A un primo sguardo, tutto nella terza personale di Phillip Lai (Kuala Lumpur, 1969) da Noero sembra essere prodotto a livello industriale ma, entrando nel mondo dell’artista, si scopre una incredibile manualità e un maniacale controllo delle misure, dei colori e dell’allestimento, per un lavoro che nel complesso rimanda in senso contrario alla massificazione degli oggetti e alla sovrapproduzione nella cultura Occidentale.
Dalle bacinelle prodotte con cast di resina, ognuna diversa e unica se pur apparentemente identiche, ai sostegni di acciaio che ospitano bottiglie di plastica sabbiate per ottenere un effetto vetro, le sue opere riflettono sul concetto di consumo, di spreco, di abbondanza e sull’irrazionale bisogno di continuare a produrre a costo di distruggere la produzione stessa.

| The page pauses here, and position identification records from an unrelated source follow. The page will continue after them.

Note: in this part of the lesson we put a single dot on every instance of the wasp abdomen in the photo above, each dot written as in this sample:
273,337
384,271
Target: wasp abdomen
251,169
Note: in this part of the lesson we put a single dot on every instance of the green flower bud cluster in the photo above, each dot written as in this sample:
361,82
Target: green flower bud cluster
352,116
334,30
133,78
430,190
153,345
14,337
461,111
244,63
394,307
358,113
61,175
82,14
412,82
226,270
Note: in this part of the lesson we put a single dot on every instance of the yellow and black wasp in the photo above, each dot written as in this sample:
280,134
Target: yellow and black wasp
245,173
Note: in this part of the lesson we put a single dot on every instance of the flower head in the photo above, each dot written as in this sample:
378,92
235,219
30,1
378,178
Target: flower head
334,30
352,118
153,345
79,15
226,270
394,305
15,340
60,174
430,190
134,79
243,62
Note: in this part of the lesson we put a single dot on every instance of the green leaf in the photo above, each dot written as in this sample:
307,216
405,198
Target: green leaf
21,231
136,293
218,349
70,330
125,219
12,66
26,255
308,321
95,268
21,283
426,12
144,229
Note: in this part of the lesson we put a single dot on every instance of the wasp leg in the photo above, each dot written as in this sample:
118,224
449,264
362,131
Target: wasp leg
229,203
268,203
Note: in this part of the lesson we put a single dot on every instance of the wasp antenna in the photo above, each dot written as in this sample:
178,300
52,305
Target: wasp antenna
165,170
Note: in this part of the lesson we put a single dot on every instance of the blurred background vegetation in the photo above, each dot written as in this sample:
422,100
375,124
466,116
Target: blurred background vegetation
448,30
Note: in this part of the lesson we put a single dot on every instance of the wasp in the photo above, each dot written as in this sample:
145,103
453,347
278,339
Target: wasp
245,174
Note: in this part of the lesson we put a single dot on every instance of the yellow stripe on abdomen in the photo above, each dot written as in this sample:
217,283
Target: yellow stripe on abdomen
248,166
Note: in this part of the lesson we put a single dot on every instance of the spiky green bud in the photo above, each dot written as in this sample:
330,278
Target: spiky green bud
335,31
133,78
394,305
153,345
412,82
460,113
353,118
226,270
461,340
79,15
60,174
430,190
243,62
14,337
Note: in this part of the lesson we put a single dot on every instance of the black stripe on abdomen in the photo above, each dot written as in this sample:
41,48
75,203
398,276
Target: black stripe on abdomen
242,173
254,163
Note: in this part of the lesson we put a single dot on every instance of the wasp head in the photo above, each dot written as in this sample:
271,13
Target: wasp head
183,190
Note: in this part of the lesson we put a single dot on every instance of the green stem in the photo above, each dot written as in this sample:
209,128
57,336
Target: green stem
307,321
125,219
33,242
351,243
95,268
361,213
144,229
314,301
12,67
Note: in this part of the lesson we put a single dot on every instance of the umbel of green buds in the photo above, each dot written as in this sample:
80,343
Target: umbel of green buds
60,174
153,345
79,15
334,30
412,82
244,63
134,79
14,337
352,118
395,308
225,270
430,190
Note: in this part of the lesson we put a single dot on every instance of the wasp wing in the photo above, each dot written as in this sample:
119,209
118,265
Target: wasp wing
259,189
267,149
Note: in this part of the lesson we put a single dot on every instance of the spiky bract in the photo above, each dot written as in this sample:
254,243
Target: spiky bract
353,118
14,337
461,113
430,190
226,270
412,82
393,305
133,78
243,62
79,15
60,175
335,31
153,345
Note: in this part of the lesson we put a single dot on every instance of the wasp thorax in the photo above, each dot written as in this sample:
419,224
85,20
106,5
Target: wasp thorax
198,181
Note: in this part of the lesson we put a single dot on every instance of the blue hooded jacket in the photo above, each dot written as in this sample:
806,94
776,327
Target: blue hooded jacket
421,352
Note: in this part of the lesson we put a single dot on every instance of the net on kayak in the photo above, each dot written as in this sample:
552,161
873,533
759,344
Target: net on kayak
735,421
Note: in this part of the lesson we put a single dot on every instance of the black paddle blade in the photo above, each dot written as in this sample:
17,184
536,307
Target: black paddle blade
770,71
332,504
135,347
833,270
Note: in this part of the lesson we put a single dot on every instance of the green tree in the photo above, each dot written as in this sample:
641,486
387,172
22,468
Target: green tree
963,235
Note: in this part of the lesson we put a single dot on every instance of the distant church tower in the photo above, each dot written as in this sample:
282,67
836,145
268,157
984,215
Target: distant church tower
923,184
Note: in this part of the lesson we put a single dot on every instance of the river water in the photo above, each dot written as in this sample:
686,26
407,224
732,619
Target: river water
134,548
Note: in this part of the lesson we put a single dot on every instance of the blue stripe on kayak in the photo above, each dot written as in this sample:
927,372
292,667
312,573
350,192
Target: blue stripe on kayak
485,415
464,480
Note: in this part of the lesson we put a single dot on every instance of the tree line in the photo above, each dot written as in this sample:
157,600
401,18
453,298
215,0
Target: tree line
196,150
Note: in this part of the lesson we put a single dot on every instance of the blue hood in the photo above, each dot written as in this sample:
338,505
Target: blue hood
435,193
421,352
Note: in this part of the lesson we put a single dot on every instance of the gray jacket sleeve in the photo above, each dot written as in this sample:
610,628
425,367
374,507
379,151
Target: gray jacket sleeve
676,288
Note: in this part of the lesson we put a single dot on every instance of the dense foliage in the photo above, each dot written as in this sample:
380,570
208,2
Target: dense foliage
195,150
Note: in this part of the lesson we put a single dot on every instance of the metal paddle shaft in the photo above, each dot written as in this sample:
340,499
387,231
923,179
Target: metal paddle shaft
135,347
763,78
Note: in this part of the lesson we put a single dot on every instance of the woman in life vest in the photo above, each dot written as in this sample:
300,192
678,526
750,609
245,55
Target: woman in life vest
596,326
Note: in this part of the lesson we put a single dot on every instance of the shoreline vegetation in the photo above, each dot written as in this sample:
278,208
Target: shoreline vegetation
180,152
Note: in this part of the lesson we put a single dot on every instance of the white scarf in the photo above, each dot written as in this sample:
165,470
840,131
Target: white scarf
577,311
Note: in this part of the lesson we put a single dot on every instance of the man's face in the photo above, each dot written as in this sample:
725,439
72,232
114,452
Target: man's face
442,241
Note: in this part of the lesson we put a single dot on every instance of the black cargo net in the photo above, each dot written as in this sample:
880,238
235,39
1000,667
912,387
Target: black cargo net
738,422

È il caso del grano bruciato che si presenta al visitatore in un grande contenitore blu: come non pensare ai tanti casi internazionali di produzioni distrutte appositamente per ricavarne una convenienza economica? L’opera che tuttavia sembra svelare a pieno la ricerca di Lai è Facts are Presented Only as they Arise, una lunga fila di contenitori dipinti di giallo, che ricorda il sacrificio degli africani in coda per l’acqua e soprattutto la sovrapproduzione occidentale, i cui rifiuti finiscono per essere riutilizzati nei Paesi più bisognosi. Dal reale al sublime, questa sorta di illusione ottica creata da Lai si svela solo dopo averne ricercato l’origine, compreso il pensiero.